The harsh reality of today's economic climate is that many people are just one job layoff or one serious medical emergency away from financial disaster. Unexpected financial needs always seem to happen at the worst possible moment and when people are the least prepared for them. For individuals who are literally living from paycheck to paycheck, one unplanned bill or other financial need can cause "just scraping by" to turn into a full-blown monetary crisis.
This is precisely why experts agree that having an emergency fund is absolutely critical to successfully navigate today's turbulent waters caused by rising consumer prices, high unemployment, and overall job insecurity. If you are like most American consumers, you probably use a credit card to pay for a car repair or to replace a broken water heater. However if your credit cards are completely maxed out, you may find that you have very few options when the next unplanned financial need occurs.
So let's discuss some practical things you can do to start building an emergency fund. The first thing to remember is that this is an actual emergency savings account. Money that you accumulate in this account is meant to be used strictly for emergencies not for a new flat screen TV or vacation getaway. It's perfectly fine to have a separate savings fund for special things you might want. But an emergency fund is for emergencies only.
Most financial experts suggest that six months worth of living expenses should be the minimum amount of cash funds to have in an emergency account. If you are a contractor or self-employed, it is recommended that you have at least twelve months worth of living expenses saved up. This may sound like an impossible task if you are living paycheck to paycheck, but it can be done. Here are some suggestions to help you get started:
- Know where your money is going. Go over all of your expenses- mortgage (or rent), car payments, insurance, utilities, food, etc. To determine what the amount should be in your emergency fund, take your total living expenses and multiply that number by 6 (for 6 months) or by however many months you want to plan for. Obviously, the more the better.
- Cut expenses.

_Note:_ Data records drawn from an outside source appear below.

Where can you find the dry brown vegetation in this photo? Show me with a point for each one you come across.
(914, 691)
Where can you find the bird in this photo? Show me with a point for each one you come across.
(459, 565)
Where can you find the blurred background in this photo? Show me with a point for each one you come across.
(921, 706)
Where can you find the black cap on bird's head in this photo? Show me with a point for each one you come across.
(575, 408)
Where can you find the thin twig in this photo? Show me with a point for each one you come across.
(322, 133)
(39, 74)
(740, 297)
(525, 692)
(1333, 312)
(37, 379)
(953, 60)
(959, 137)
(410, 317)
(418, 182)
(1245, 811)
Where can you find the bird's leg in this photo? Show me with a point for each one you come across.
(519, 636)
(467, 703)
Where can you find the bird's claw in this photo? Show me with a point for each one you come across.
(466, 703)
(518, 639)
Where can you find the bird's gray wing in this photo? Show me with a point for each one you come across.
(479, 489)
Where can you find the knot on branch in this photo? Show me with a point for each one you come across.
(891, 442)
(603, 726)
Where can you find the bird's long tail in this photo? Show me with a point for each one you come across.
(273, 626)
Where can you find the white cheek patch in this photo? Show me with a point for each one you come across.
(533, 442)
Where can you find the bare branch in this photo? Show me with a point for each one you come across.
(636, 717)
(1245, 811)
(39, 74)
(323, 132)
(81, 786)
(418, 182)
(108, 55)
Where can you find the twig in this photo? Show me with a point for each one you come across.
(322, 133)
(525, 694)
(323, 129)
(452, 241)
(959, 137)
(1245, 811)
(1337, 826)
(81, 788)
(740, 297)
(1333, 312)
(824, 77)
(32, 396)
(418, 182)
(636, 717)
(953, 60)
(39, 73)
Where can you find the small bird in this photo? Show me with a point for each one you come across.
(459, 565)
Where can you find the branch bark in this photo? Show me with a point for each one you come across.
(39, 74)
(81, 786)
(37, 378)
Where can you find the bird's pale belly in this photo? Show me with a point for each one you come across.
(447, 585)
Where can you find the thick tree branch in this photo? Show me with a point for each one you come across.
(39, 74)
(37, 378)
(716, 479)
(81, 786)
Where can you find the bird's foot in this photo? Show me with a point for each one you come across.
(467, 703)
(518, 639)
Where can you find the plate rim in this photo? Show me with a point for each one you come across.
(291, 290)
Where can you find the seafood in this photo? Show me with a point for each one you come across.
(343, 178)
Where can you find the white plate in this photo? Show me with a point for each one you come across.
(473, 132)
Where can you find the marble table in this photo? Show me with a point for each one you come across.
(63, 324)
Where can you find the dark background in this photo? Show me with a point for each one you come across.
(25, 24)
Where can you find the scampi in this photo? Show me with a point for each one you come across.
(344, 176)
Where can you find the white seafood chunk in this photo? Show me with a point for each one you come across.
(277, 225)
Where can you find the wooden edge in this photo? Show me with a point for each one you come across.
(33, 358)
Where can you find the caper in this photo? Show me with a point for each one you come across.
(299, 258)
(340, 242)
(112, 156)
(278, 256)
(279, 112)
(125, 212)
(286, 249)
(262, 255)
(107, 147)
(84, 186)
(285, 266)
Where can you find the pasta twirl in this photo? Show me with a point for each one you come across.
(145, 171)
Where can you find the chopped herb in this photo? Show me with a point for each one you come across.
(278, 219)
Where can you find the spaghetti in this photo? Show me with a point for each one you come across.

Once you figure out what you are spending every month, it's easier to see where you can make cuts. Start with something simple. Take your loose change every night and put it into a jar. It adds up! Eating out is nearly always more expensive than eating at home. Don't renew magazine or newspaper subscriptions. Almost every publication is available online at little or no cost.
- Put away your credit cards. Saving is much easier when you live on a "cash-only" basis. Studies have found that people are more cautious about making purchases when using cash to pay for them. Take the money you have been giving to the credit card companies and put it into your emergency fund.
- Set up an automatic payment. Check with your employer or bank to arrange for an automatic deduction from your paycheck to be deposited into your savings account (emergency fund). Many people find it easier to save when they never see the money in the first place. Start with 5% and then increase the amount when you are able to do more.
- Find the best interest rates. When you are just starting to save, you will probably want to have your money in a money market account. You won't earn much interest but your money will be safe and you will have access to it. Once you have two or three months worth of living expenses saved up, you can look into getting some type of CD (Certificate of Deposit) which has a higher interest rate.
- Don't touch your emergency fund. It's important to learn the difference between a "want" and a "need". Buying a new dress or purchasing the latest electronic gadget is not an emergency situation. Unless you literally have no food in the house or are about to be evicted from your residence, leave the emergency fund alone!
If you have never had control over your spending or been a saver, funding an emergency savings account can seem like an overwhelming task! But the rewards of being financially independent and properly prepared for life's unexpected calamities are well worth it. The most important step (and maybe the hardest) is just to start. You'll be glad you did.